De la même façon, et tout en sachant, monsieur le rapporteur, que tel n’est pas votre propos, nous ne pouvons pas confondre l’attente d’un nombre important de femmes d’un accouchement plus conforme à leurs désirs de bien-être avec l’injonction qui monte dans certaines associations d’accoucher comme on le faisait il y a des décennies. Nous ne saurions accepter que certains milieux, au nom d’une idéologie, cherchent à récupérer le mouvement des maisons de naissance.

La proposition de loi de Mme Muguette Dini, qui a été adoptée en première lecture au Sénat, tend précisément à permettre la mise en place de maisons de naissance à côté des maternités classiques. Quoi qu’il en soit, l’exigence à laquelle nous devons répondre aujourd’hui est celle de l’instauration de filières d’accouchement physiologique, y compris dans les maternités classiques. Pour répondre à la demande de femmes qui ne veulent pas accoucher dans un environnement systématiquement médicalisé, nous devons faire en sorte que, dans les maternités, se mettent en place, davantage que cela peut être le cas aujourd’hui, des filières d’accouchement physiologique dans les établissements existants.

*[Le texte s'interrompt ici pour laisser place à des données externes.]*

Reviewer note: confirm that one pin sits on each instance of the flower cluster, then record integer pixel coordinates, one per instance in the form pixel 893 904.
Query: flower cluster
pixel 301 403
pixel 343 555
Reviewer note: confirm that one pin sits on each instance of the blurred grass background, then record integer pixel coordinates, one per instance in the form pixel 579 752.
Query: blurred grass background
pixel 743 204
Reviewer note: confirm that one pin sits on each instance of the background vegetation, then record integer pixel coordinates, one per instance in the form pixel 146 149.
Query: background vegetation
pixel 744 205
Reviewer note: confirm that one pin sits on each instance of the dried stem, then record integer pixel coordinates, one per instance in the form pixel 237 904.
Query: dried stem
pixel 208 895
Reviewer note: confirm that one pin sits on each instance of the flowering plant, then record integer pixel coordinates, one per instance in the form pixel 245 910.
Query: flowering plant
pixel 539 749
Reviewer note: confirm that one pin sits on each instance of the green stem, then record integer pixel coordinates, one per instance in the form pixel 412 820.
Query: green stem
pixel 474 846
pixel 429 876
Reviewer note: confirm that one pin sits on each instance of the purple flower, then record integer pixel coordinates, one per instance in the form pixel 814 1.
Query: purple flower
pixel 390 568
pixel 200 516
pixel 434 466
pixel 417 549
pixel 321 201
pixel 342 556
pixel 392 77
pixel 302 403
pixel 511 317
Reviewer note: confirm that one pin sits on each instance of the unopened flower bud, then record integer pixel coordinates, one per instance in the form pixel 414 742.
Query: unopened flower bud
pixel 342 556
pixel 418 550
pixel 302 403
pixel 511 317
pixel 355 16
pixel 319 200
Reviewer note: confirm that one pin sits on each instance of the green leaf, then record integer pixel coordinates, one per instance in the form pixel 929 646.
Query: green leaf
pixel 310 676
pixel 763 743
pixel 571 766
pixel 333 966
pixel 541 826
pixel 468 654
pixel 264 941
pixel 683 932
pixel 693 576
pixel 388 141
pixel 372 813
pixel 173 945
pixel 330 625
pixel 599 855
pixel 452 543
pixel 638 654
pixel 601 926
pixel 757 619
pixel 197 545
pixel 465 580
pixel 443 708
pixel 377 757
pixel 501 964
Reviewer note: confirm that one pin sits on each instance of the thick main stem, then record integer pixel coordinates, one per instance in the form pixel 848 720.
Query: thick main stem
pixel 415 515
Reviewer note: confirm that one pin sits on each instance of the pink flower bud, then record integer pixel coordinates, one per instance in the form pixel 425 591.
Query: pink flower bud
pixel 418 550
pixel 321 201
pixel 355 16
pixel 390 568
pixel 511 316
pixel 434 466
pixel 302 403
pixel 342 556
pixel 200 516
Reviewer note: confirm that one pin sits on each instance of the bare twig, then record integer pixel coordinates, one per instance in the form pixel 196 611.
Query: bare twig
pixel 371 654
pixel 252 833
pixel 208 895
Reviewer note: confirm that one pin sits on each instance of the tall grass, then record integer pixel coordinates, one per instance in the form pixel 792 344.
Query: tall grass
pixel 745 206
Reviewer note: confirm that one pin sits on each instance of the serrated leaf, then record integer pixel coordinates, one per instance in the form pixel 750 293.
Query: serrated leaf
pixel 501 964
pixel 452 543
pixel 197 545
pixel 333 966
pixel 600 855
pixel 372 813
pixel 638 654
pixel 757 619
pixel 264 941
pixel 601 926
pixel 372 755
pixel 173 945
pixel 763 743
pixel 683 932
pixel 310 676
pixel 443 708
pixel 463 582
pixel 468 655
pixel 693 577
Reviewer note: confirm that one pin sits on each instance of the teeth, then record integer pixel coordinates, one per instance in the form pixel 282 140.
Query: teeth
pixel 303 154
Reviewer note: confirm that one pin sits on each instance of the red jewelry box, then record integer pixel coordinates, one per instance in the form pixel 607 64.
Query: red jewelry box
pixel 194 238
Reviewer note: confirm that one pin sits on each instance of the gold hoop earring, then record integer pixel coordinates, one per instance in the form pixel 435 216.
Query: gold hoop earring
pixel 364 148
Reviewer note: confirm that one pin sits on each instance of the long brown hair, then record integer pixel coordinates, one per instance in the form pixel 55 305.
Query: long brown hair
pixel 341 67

Il ne s’agit pas d’opposer ces filières d’accouchement physiologique aux maisons de naissance, lesquelles sont une des formes que peut prendre la réponse aux demandes des femmes. C’est la raison pour laquelle – je l’ai dit au Sénat et je le répète ici – le Gouvernement ne marque aucune opposition à cette démarche, dès lors qu’un certain nombre de conditions sont posées, à commencer par la sécurité absolue des femmes au moment de l’accouchement. Je crois, monsieur le rapporteur, que vous partagez cette position. Nous ne pouvons pas transiger sur ce point.

À cet égard, cette proposition de loi comporte des dispositions tout à fait importantes. D’abord, seuls les accouchements présentant un faible niveau de risque pourront être réalisés dans les maisons de naissance. Ensuite, ces maisons devront être attenantes – le mot a son importance – à une maternité. Cette disposition est absolument indispensable dans le cas où surviendraient des complications. Par ailleurs, la Haute autorité de santé rédigera un cahier des charges sur les conditions de l’expérimentation. Enfin, je signerai moi-même l’arrêté qui désignera les lieux où les maisons de naissance seront expérimentées.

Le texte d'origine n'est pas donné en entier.